Solar trounces wind
Anyone who has watched a Washoe Zephyr take down a tractor-trailer on local freeways or split a tree in their backyard would say it’s powerful stuff. However, solar is trouncing wind when it comes to energy generated by city of Reno renewable energy installations.
The city has installed 11 solar and wind systems since 2008 and is keeping track of its data on the “Green Energy Dashboard” at http://greenenergy.reno.gov. The site shows that solar power is producing 99 percent of the energy generated from the city’s wind and solar installations, with wind producing less than 1 percent. However, the city also installed more solar (260 kW) than wind (37.2 kW). Even so, when looking at the past few months of data, solar is shown to be a consistent and more powerful generator—producing significant amounts of energy nearly every day, while wind often only produces a few days per month.

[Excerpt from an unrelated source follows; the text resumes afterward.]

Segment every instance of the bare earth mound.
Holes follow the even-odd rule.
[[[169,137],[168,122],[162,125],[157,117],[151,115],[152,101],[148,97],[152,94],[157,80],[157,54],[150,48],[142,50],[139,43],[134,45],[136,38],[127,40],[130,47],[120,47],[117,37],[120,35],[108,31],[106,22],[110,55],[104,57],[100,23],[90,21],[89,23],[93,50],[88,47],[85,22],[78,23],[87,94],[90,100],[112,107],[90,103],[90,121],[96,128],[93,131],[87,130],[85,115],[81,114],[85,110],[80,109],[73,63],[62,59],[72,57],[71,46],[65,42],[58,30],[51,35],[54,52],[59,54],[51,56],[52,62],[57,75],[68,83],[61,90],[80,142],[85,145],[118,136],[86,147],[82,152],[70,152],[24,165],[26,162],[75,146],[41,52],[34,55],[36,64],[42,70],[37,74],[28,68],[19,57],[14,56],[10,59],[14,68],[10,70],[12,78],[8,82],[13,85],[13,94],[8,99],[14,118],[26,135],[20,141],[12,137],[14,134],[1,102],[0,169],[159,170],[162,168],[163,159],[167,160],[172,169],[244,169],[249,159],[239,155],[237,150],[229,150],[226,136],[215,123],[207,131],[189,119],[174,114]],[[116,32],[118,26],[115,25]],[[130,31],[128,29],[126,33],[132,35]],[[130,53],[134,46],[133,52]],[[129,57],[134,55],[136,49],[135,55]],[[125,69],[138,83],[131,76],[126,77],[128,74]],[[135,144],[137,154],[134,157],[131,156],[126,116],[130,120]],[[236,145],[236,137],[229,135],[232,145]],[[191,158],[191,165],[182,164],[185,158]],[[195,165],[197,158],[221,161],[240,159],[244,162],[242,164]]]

“Wind is a lot more site-specific than solar,” says city environmental services administrator Jason Geddes. “You really have to know everything about your site, your turbine, if there’s any interference with it. Whereas solar, as long as the sun is hitting it, you’re in good shape.”
As residents interested in renewable energy installations research their options, comparison data such as this may prove useful. However, whether solar will outperform wind depends on the site.

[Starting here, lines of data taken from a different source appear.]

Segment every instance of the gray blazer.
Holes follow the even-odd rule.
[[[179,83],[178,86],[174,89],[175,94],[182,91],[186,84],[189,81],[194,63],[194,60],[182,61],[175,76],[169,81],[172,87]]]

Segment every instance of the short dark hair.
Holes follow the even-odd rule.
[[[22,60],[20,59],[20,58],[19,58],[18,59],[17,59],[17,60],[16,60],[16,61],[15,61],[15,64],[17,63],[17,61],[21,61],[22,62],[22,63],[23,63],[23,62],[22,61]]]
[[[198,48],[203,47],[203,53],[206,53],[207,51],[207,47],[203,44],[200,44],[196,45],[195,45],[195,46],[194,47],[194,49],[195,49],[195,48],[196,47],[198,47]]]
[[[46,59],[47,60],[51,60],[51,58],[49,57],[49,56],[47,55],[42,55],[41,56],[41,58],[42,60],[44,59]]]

A wind resource map will be out from the city by the end of February. Geddes says it will show wind speed at various heights in Reno. He recommends homeowners and businesses use it with NV Energy’s WindGenerations calculator to get a more accurate idea of their return on investment compared to solar.
“Although we think we’ve got good wind, it’s really not that great, and it’s very site-specific, so do your homework,” says Geddes.